848TiP - Pembrolizumab with ChemoRadiotherapy for Muscle Invasive Bladder Cancer: the ANZUP PCR-MIB trial

Date 09 October 2016
Event ESMO 2016 Congress
Session Poster display
Topics Urothelial Cancers
Surgical Oncology
Radiation Oncology
Presenter Andrew Weickhardt
Citation Annals of Oncology (2016) 27 (6): 266-295. 10.1093/annonc/mdw373
Authors A.J. Weickhardt1, F. Foroudi1, S. Sengupta1, P. Grimison2, N. Patanjali2, S. Leslie2, S. Ng3, C. Tang3, R. Goodwin3, E. Hovey4, T. Jarvis4, C. Chen4, A. Herschtal5, L. Galletta5, S. Sandhu6, K. Tai6, N. Lawrentschuk6, I. Davis7
  • 1Olivia Newton-john Cancer And Wellness Centre, Austin Hospital, 3084 - Melbourne/AU
  • 2Genitourinary Oncology, Chris O'Brien Lifehouse, 2050 - Sydney/AU
  • 3Cancer Centre, Sir Charles Gairdner Hospital, 6010 - Perth/AU
  • 4Nelune Cancer Centre, Prince of Wales Hospital, 2031 - Sydney/AU
  • 5Centre For Biostatistics And Clinical Trials, Peter MacCallum Cancer Center, 3002 - Melbourne/AU
  • 6Genitourinary Oncology, Peter MacCallum Cancer Center, 3002 - Melbourne/AU
  • 7Anzup, Australian and New Zealand Urogenital and Prostate Cancer Trials Group, 2050 - Melbourne/AU



Pembrolizumab leads to responses in 20-30% of metastatic bladder cancer patients. Irradiation of bladder cancer cells in-vitro and in-vivo leads to upregulation of PD-L1, and in immunocompetent mouse models blockade of PD-L1 leads to longer tumour growth delay following irradiation. A trial of chemoradiotherapy with pembrolizumab in muscle invasive localised bladder cancer will assess safety and synergy of the combination.

Trial design

This pilot study will enrol patients with maximally resected non-metastatic muscle invasive bladder cancer, who either wish for bladder preservation or are ineligible for cystectomy. This study will assess the safety and feasibility of combining pembrolizumab with chemoradiotherapy in ECOG 0-1 patients without contraindications to pembrolizumab.

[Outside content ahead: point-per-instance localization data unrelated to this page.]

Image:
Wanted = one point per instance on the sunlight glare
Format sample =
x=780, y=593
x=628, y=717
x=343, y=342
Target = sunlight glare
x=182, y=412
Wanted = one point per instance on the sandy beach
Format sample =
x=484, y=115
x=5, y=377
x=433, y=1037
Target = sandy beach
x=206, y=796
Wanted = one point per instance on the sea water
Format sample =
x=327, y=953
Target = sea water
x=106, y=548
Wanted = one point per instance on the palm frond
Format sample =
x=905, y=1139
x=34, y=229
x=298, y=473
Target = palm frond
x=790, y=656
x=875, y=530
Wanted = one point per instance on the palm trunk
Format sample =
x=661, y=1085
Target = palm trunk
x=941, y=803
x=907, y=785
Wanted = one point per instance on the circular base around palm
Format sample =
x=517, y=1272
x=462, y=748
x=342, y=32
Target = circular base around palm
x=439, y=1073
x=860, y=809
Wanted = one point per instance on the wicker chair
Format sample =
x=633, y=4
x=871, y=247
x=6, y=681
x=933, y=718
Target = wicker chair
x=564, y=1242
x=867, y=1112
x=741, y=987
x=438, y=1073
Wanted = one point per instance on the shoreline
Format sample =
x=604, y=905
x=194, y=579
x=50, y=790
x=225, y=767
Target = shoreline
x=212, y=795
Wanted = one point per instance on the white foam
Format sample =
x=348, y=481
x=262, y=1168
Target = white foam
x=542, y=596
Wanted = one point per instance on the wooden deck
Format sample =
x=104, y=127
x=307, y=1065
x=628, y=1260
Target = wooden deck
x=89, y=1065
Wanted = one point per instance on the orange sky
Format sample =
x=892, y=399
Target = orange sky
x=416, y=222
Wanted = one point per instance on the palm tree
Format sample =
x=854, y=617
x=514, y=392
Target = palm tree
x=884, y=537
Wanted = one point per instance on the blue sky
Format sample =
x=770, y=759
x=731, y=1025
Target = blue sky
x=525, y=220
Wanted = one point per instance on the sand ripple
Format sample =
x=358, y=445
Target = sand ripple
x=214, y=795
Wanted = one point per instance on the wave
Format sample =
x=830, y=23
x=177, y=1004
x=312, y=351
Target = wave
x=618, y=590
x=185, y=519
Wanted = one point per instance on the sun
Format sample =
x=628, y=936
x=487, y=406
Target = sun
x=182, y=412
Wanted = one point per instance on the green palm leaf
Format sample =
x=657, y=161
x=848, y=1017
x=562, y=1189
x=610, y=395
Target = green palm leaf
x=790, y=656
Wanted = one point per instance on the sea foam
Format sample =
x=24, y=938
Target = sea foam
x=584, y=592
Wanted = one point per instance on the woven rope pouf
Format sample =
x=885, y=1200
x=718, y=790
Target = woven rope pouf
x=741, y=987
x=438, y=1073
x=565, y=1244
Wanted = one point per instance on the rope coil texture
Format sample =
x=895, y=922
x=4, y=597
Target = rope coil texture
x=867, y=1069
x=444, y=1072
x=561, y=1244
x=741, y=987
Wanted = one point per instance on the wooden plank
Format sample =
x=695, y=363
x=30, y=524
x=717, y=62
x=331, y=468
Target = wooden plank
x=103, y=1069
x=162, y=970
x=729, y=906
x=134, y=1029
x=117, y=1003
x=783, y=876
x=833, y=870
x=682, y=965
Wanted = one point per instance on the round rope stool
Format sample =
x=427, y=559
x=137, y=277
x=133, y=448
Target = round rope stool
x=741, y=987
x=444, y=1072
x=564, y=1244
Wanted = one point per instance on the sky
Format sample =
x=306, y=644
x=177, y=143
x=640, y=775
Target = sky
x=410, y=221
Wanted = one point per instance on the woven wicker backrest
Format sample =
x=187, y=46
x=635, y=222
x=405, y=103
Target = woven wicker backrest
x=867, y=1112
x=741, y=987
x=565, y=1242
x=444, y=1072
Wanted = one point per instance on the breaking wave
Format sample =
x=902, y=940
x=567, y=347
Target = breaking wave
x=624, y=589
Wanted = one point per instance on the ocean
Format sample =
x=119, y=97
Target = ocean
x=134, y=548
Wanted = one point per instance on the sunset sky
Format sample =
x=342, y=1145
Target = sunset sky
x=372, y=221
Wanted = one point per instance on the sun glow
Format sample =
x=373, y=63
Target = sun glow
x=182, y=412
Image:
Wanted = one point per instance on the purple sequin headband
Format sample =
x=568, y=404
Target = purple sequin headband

The study will enrol 30 patients. All patients will be treated with 64Gy of radiation therapy in 32 fractions over 6 weeks and 2 days. Patients will receive cisplatin 35mg/m2 IV concurrently weekly with radiation therapy for 6 doses total. Pembrolizumab will commence concurrently with radiation and be given 200mg IV q21 days, continuing until the 12 week cystoscopy and assessment. Surveillance cystoscopy will be performed 12 and 24 weeks after the commencement of chemoradiotherapy, and assess the rate of complete response to therapy. Patients will enter follow up with clinical assessment, cystoscopy and CT staging performed at intervals until close of study. The primary endpoint assessed will be safety, as defined by a satisfactorily low rate of unacceptable toxicity (G3-4 adverse events or failure of completion of planned chemotherapy and radiotherapy according to defined parameters). The secondary endpoint will be efficacy, as assessed by the proportion of patients achieving a best response of complete responsebased on the first two 12 and 24 week post chemoradiotherapy cystoscopic assessments. Exploratory analysis will include assessment of tumour histopathological, molecular, genetic and immunological parameters. It is expected that it will take two years to accrue the required 30 patients across 5 Australian centres

Clinical trial identification


Legal entity responsible for the study



Australian and New Zealand Urogenital and Prostate Cancer Trials Group With Funding from Merck Sharp & Dohme (Australia)


A.J. Weickhardt: Research support: Novartis Advisory board: Roche; Bayer; Novartis. All other authors have declared no conflicts of interest.